They were scientists who wanted to discover the answer. But they also saw that their experiment needed attitudes which are often, bizarrely, taken to be incompatible with science – a deep commitment, an enthusiastic generosity, a conviction that people’s lives could be different. All this they supplied, and the attempt plainly succeeded.
The starting point now, however, is their success in showing that it could and must be done for whole families. The centre’s members, in explaining their excitement about it, constantly come back to this theme.
It was unique ‘because it was something for the whole family’. Parents could go swimming, play chess or just gossip in the cafeteria, while children played in the gym and the babies and toddlers were safe in the nurseries.
All were accessible and even visible to each other, and to the management, since the building had internal glass walls. But plainly they did not feel over supervised. There seems to have been no sense of Big Brother.
Their delight and surprise at these joint arrangements as well as their improved physical health, surely show how badly people were already suffering, even then, from social fragmentation. These people were not particularly poor, yet they felt painfully shut into compartments which cut across the lines of their natural feelings.
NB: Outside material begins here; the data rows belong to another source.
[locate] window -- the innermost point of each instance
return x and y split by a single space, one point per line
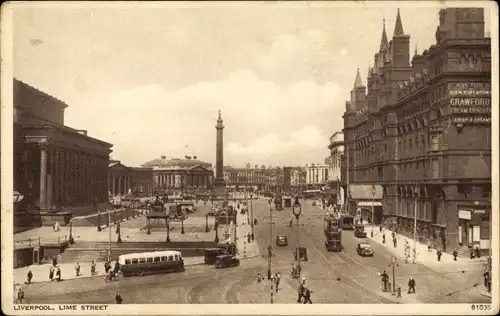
484 229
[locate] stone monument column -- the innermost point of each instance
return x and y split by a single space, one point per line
219 184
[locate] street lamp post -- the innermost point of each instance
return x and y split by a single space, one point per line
270 248
98 220
109 241
373 207
393 264
297 210
216 226
415 222
251 217
167 221
118 231
71 240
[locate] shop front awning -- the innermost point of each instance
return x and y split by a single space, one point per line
370 204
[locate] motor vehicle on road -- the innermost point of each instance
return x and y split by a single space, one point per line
359 231
281 240
226 261
150 262
364 249
212 253
302 251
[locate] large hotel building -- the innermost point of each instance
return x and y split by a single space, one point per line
422 132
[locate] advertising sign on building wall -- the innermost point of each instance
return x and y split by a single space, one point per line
470 103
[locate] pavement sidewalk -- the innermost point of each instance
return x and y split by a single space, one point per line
425 257
260 293
68 272
245 249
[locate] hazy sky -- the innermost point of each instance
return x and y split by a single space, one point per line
150 80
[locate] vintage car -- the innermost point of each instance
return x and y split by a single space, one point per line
364 249
288 201
359 231
211 254
224 261
302 253
281 240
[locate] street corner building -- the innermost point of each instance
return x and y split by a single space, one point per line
420 133
60 171
173 176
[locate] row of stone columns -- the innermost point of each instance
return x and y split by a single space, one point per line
69 177
119 184
175 180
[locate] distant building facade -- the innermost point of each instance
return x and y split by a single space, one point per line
56 168
188 175
298 178
422 131
123 179
336 147
316 175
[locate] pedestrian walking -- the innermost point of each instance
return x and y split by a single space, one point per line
30 277
58 274
92 268
77 269
411 286
300 293
277 279
307 296
486 276
118 298
20 295
385 280
107 267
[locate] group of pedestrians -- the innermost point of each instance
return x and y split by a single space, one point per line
304 293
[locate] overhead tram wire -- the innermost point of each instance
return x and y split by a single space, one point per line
399 276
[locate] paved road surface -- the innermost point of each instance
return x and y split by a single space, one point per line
359 281
198 284
334 277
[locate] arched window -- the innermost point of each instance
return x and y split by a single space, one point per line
462 59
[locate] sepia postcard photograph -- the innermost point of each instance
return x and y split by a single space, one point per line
249 158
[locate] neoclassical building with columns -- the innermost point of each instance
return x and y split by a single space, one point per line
56 167
188 175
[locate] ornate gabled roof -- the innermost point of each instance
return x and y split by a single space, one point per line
176 163
358 83
384 44
398 28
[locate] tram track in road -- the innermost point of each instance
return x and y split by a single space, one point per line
230 278
347 281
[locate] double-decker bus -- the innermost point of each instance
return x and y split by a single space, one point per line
150 262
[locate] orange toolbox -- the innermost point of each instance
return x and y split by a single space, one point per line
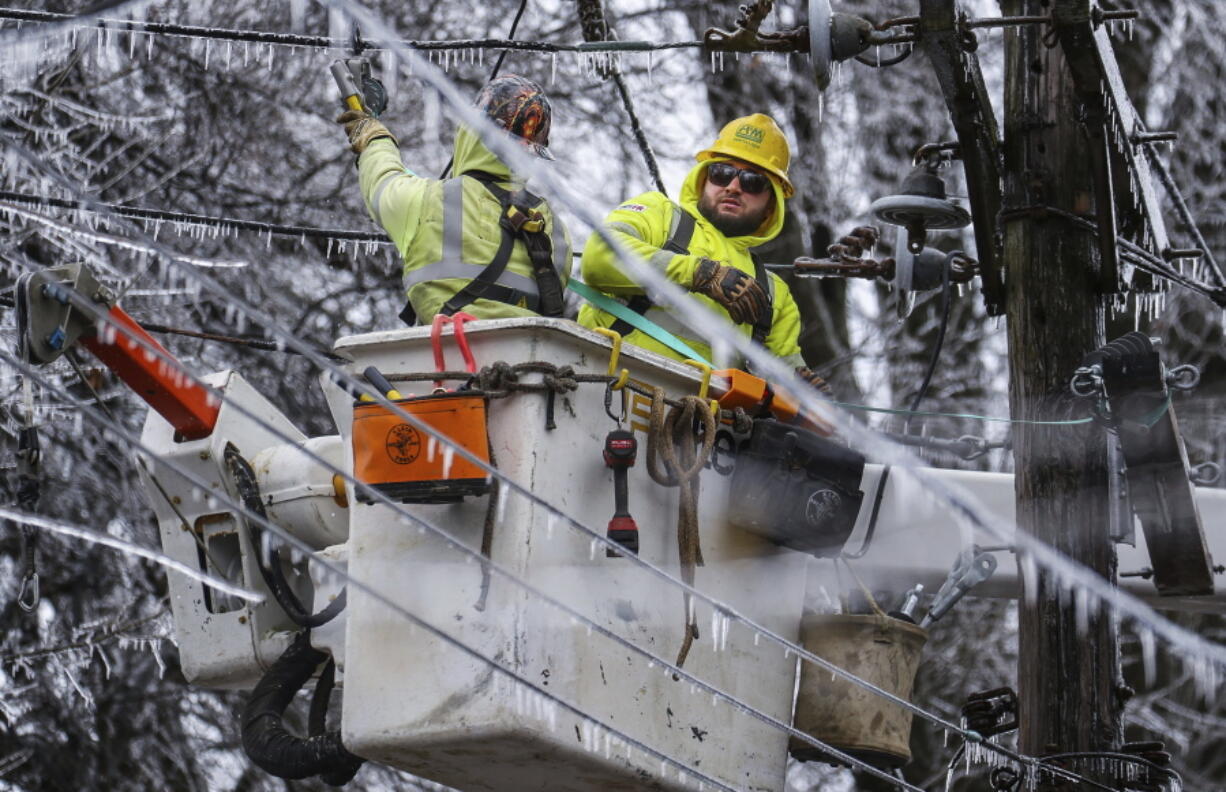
411 462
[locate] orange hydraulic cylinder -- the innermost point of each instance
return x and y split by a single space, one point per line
752 392
156 375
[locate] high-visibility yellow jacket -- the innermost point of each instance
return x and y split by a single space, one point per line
448 231
644 224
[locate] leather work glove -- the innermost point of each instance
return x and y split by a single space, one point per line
362 128
815 381
732 288
855 244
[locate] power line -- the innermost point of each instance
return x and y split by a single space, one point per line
1137 255
223 223
326 42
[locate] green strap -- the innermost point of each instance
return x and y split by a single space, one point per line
638 320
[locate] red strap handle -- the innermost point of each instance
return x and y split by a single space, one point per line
457 323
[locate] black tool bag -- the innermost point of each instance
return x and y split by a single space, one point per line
796 488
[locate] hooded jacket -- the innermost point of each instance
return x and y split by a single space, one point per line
644 224
441 255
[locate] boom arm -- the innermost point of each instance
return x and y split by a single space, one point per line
63 305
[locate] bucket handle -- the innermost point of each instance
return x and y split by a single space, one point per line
457 323
883 619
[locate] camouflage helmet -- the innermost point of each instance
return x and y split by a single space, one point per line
520 107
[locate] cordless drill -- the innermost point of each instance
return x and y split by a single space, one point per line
620 449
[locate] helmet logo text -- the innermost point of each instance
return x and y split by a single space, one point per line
750 134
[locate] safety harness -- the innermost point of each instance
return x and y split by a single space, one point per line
520 221
678 242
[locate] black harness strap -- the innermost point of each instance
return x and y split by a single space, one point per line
519 215
679 244
763 327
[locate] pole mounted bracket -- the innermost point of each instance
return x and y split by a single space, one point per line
1126 198
970 109
1135 405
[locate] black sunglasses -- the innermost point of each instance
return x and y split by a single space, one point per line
722 173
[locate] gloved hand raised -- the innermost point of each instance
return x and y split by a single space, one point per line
732 288
362 128
818 384
855 244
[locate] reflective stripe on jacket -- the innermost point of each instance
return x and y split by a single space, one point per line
644 224
446 232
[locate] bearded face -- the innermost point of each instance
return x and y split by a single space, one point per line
733 211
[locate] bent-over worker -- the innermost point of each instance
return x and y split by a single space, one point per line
477 242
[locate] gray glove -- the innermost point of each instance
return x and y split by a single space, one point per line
362 128
738 292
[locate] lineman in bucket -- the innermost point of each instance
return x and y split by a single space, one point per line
731 201
477 242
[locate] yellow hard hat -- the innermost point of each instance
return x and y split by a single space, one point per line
758 140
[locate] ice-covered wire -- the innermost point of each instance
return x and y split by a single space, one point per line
205 221
325 42
115 543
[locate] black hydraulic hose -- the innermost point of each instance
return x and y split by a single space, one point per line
316 722
271 571
274 748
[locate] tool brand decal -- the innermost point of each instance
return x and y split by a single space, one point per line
403 444
822 506
750 134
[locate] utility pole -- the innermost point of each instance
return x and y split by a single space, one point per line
1068 666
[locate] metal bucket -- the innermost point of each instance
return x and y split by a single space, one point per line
877 649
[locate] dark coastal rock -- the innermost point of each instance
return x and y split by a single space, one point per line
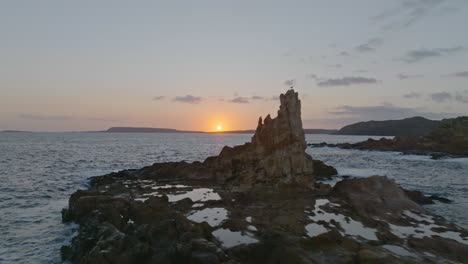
275 156
414 126
449 139
418 197
322 170
375 196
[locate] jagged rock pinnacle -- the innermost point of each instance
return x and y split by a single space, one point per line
276 154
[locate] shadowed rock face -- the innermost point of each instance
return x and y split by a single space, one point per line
276 154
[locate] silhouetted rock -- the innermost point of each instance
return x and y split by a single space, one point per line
255 203
375 196
450 138
276 154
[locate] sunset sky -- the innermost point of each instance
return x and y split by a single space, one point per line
90 65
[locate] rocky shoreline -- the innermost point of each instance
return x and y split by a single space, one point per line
448 140
256 203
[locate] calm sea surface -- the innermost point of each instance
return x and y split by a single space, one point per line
39 171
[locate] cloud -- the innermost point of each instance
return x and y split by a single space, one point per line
407 12
463 74
190 99
347 114
403 76
257 97
412 95
422 54
290 82
370 45
46 117
240 100
346 81
64 118
441 97
344 53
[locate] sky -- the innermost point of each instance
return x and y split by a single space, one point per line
194 65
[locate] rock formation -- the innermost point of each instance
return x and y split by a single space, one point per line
225 211
276 154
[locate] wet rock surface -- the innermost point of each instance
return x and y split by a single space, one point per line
255 203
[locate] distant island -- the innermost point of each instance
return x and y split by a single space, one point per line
171 130
15 131
448 138
414 126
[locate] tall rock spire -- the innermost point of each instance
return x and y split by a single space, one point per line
275 156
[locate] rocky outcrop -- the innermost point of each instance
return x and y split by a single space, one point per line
275 155
450 138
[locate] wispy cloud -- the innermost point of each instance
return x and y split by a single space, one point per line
370 45
422 54
257 97
412 95
65 118
441 97
346 81
190 99
403 76
240 100
47 117
344 53
406 13
290 82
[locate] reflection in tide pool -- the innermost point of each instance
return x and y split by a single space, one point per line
213 216
196 195
230 238
40 169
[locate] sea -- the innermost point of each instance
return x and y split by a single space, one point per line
39 171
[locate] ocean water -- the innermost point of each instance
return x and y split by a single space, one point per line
39 171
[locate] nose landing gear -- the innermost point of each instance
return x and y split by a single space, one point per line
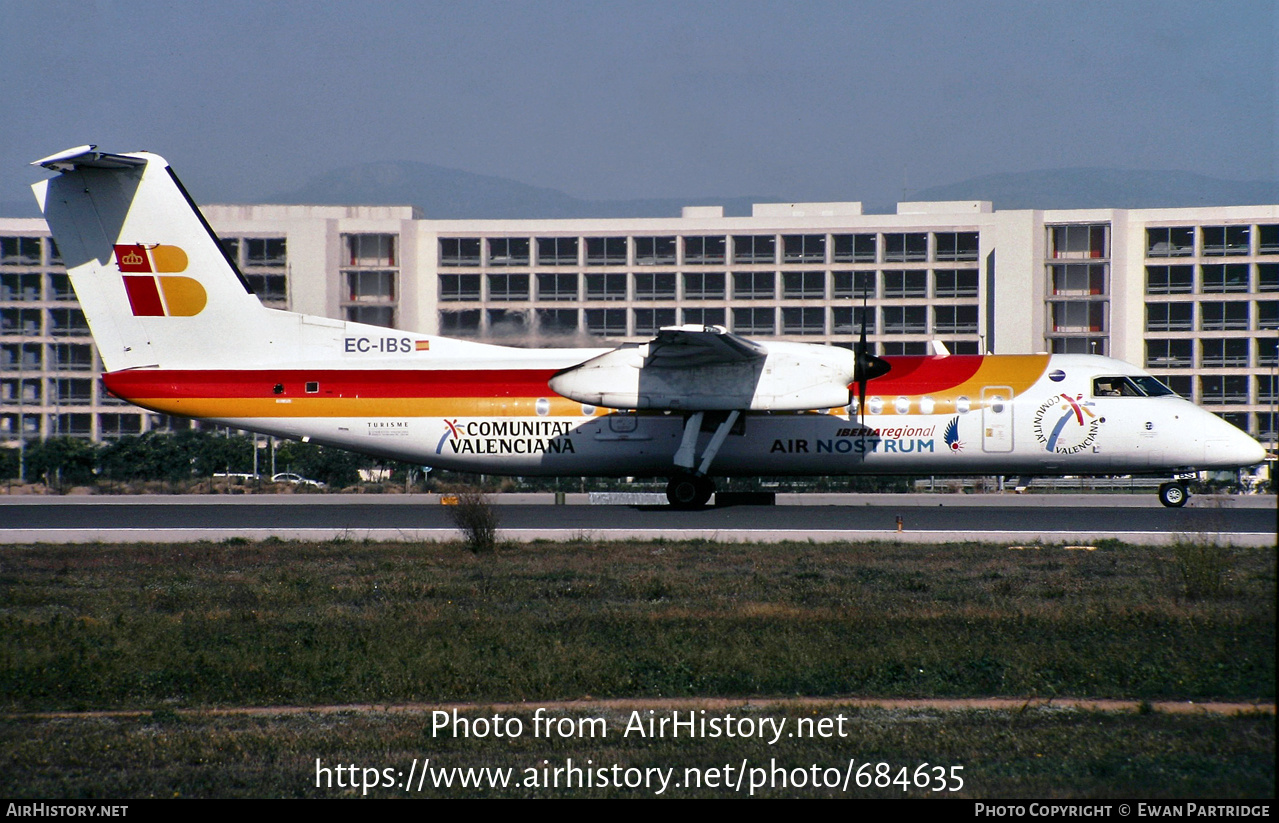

Mothers were alone with toddlers; fathers and children saw little of one another. It was hard to make outside friends and the family was supposed to be the social unit, yet its life was thin and unnutritious.
Families who had been actively quarrelsome and depressed remarked how things improved after they joined the Centre. They now all had separate occupations which were both connected and of interest to each other.
‘There is so much more to talk about at meals now’, they said. Family frictions began to be resolved, not by isolating the members from each other, but by the partial absorption of the family into a larger whole.
This is surely the crux – the reason why the Peckham Health Centre is now not just a fragrant memory or a tale about some rather exceptional doctors, but a crucial challenge to us today.
In the last 50 years we have moved steadily in the opposite direction, increasing the segregation and specialisation of individuals in different age groups, led by philosophic beliefs – from Freudianism to Existentialism – which teach that these individuals can only be saved alone, apart from their families.
For the young in particular, it is now taken for granted that a separate tribe must be provided with its own exacting taboos and initiation rites as a protection against family claims.
The move from this adolescent tribe to parental status is a traumatic shift to a period of servitude, from which adults who want some sort of fulfilment can only escape by again freeing themselves from family claims. Yet we are often terribly lonely in our freedom.
Might something different be better? Might we, as Allison Stallibrass, one of the pioneers of the Peckham experiment, manage to be me and also us? It seems worth thinking about. This is a story of the first importance, admirably told.
Review of ‘Being Me and Also Us’ by Allison Stallibrass, Scottish Academic Press.
This article first printed in The Guardian 1 December 1990.